2Le neurofeedback est une approche alternative non invasive, dont le but est d’aider le sujet à autoréguler un ou plusieurs paramètres de son activité cérébrale grâce à un processus de renforcement positif. Il se pratique sans introduction d’activité électrique, magnétique ou de composés pharmacologiques dans le cerveau. Le neurofeedback permet à l’utilisateur d’induire lui-même des changements à long terme dans les oscillations spontanées de son cerveau en dehors des périodes d’entraînement cérébral. Cette constatation révèle la capacité du neurofeedback à induire une plasticité cérébrale, donnant lieu par exemple à de nombreux bénéfices cliniques directs. Le neurofeedback s’apprête à transformer la gestion clinique de la santé mentale, du bien-être, comme la gestion de l’anxiété, des troubles de l’attention ou encore de la douleur.

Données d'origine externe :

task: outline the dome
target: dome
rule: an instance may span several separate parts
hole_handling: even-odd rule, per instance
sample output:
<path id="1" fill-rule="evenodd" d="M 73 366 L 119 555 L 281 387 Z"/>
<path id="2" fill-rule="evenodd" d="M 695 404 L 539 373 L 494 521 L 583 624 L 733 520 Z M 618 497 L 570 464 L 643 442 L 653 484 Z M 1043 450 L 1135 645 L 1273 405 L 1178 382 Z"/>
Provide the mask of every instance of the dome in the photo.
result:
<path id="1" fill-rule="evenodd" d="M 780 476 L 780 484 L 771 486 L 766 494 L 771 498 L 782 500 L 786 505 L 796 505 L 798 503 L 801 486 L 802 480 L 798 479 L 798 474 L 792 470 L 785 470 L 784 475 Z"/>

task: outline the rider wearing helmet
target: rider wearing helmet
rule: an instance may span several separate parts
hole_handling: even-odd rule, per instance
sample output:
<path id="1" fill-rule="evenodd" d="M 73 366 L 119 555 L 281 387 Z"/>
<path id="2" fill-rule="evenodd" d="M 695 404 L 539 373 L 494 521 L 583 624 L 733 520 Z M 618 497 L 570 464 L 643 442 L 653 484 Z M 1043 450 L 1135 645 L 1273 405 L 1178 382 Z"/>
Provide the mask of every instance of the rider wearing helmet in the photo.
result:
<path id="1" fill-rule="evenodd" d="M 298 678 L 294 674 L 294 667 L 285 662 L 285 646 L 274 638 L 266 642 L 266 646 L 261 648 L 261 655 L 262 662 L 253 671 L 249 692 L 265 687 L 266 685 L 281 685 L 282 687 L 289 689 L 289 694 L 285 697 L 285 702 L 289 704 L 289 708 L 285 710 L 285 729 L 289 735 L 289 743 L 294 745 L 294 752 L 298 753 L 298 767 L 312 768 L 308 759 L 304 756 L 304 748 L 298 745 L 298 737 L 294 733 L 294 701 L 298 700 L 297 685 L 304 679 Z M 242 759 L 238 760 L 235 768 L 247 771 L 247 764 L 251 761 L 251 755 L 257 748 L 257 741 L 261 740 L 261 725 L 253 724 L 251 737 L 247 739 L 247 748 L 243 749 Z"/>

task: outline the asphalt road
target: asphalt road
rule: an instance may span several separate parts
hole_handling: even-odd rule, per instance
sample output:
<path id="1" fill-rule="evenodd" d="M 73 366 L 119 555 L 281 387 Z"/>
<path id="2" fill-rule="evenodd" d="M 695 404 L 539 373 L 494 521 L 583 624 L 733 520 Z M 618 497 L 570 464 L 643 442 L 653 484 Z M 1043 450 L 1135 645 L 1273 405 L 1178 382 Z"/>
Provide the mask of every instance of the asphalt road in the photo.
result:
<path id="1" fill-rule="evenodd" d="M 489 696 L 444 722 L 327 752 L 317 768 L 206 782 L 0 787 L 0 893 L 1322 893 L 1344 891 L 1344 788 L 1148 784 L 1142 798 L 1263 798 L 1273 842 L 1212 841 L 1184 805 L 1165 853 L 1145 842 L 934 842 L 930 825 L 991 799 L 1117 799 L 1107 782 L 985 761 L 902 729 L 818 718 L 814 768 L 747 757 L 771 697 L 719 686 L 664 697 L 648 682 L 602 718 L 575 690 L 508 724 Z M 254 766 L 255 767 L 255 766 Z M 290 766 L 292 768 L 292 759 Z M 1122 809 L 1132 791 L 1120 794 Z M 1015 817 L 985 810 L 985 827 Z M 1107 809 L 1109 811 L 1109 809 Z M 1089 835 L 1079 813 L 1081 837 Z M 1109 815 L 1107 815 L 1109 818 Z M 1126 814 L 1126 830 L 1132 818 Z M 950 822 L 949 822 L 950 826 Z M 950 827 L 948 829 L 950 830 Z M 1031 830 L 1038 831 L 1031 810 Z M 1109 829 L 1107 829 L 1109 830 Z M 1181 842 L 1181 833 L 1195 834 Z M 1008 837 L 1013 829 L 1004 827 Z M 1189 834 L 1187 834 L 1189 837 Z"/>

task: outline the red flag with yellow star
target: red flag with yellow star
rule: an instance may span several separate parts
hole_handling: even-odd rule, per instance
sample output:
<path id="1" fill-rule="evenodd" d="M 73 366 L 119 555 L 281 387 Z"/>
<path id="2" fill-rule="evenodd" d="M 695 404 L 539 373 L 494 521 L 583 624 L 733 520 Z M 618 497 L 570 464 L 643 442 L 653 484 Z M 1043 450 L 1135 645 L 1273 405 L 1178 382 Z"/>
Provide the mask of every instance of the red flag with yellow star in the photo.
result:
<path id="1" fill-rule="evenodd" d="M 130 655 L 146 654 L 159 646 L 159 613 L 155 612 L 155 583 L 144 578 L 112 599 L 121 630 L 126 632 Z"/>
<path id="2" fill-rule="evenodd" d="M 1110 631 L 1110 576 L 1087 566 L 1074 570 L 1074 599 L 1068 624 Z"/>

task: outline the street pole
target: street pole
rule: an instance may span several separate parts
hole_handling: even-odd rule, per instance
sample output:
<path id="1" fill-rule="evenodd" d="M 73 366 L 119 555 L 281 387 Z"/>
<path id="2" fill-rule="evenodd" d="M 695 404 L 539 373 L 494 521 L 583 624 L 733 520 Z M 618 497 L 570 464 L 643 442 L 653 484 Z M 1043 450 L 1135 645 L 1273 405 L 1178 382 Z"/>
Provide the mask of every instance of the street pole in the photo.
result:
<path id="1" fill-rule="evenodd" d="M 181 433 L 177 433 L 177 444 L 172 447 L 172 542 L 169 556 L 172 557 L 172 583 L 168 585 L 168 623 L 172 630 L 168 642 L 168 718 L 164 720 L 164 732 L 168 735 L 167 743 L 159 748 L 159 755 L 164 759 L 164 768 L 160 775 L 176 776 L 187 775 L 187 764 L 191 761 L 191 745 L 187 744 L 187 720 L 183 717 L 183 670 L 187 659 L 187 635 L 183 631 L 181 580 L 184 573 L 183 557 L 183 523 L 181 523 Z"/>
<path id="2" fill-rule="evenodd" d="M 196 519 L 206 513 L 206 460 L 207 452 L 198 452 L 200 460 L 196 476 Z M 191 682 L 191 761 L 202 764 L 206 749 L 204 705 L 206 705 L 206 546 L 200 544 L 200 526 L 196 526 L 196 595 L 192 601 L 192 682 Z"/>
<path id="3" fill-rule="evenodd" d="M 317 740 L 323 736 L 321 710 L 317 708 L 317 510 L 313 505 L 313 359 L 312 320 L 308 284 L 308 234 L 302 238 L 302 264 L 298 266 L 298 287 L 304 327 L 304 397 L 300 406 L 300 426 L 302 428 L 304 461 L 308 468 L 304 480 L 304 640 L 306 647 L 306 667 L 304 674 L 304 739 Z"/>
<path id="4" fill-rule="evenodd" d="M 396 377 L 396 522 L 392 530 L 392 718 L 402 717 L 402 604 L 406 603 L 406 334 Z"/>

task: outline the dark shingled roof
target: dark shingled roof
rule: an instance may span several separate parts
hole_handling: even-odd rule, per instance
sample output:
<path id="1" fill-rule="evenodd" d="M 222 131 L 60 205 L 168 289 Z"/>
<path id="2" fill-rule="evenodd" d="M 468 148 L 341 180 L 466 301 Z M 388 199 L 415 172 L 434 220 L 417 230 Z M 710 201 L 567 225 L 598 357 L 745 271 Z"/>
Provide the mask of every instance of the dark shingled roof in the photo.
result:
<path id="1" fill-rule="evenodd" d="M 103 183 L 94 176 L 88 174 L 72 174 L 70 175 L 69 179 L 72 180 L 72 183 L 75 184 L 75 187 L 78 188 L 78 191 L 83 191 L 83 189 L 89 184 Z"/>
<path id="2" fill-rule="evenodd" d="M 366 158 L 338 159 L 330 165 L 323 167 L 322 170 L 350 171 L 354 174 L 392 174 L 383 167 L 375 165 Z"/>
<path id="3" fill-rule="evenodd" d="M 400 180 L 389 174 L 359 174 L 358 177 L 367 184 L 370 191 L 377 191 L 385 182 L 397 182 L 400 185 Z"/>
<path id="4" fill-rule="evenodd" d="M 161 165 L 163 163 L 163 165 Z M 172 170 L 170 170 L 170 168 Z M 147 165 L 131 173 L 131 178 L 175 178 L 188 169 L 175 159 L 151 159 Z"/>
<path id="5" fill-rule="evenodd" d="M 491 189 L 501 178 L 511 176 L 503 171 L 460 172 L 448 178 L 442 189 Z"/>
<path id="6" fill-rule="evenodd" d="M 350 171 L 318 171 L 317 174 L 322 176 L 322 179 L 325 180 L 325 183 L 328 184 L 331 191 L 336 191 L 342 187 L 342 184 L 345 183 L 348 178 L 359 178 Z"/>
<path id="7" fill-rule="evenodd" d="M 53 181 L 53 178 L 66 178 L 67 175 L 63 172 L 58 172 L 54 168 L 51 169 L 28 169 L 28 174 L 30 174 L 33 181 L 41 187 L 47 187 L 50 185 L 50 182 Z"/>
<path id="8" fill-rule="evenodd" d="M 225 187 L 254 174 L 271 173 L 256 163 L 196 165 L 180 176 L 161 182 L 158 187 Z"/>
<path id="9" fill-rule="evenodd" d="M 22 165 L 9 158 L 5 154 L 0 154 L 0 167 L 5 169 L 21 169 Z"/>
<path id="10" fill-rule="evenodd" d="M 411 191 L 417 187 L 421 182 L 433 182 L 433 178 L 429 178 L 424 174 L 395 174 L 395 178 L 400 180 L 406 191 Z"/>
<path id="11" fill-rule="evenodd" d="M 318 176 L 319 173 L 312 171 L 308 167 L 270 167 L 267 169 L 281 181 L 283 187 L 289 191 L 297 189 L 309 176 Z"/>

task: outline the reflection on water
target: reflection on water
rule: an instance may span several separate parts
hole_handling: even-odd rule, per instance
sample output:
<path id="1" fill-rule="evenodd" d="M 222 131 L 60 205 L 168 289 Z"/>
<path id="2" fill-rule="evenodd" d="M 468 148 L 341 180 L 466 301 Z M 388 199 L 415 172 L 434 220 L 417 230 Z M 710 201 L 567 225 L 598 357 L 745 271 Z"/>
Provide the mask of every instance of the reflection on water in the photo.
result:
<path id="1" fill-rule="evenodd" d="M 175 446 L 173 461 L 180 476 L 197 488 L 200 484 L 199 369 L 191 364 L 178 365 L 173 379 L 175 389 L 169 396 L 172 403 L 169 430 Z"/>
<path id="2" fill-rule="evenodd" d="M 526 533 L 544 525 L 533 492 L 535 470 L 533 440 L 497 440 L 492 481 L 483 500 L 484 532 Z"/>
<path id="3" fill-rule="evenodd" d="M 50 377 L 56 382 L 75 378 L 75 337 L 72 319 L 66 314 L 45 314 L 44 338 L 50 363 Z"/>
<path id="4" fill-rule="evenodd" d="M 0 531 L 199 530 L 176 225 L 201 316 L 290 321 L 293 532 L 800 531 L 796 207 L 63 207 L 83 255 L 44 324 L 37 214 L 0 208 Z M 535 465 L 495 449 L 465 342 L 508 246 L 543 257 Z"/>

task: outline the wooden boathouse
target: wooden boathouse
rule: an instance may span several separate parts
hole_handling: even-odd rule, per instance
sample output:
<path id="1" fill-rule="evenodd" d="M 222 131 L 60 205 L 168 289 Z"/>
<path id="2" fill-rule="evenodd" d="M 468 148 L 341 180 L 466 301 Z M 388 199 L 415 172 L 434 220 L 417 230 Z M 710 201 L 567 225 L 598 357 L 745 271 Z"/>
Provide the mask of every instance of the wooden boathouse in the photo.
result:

Les principes du neurofeedback

Historique

3La première découverte à l’origine du neurofeedback a été faite il y a un demi-siècle, au milieu des années 1960, lorsque Joe Kamiya a démontré qu’il était possible de contrôler par soi-même les oscillations du cerveau humain en utilisant un retour sensoriel auditif et une visualisation de son électroencéphalogramme (EEG). Il s’agissait là d’une des premières interfaces cerveau-ordinateur. Les informations collectées en temps réel sur l’activité du rythme alpha (ondes cérébrales oscillant autour de 10 Hz) étaient fournies aux utilisateurs via un retour auditif, signalant le niveau de leur état de relaxation. Il a ainsi démontré pour la première fois la possibilité pour un individu d’exercer un contrôle en temps réel de son activité cérébrale via le neurofeedback.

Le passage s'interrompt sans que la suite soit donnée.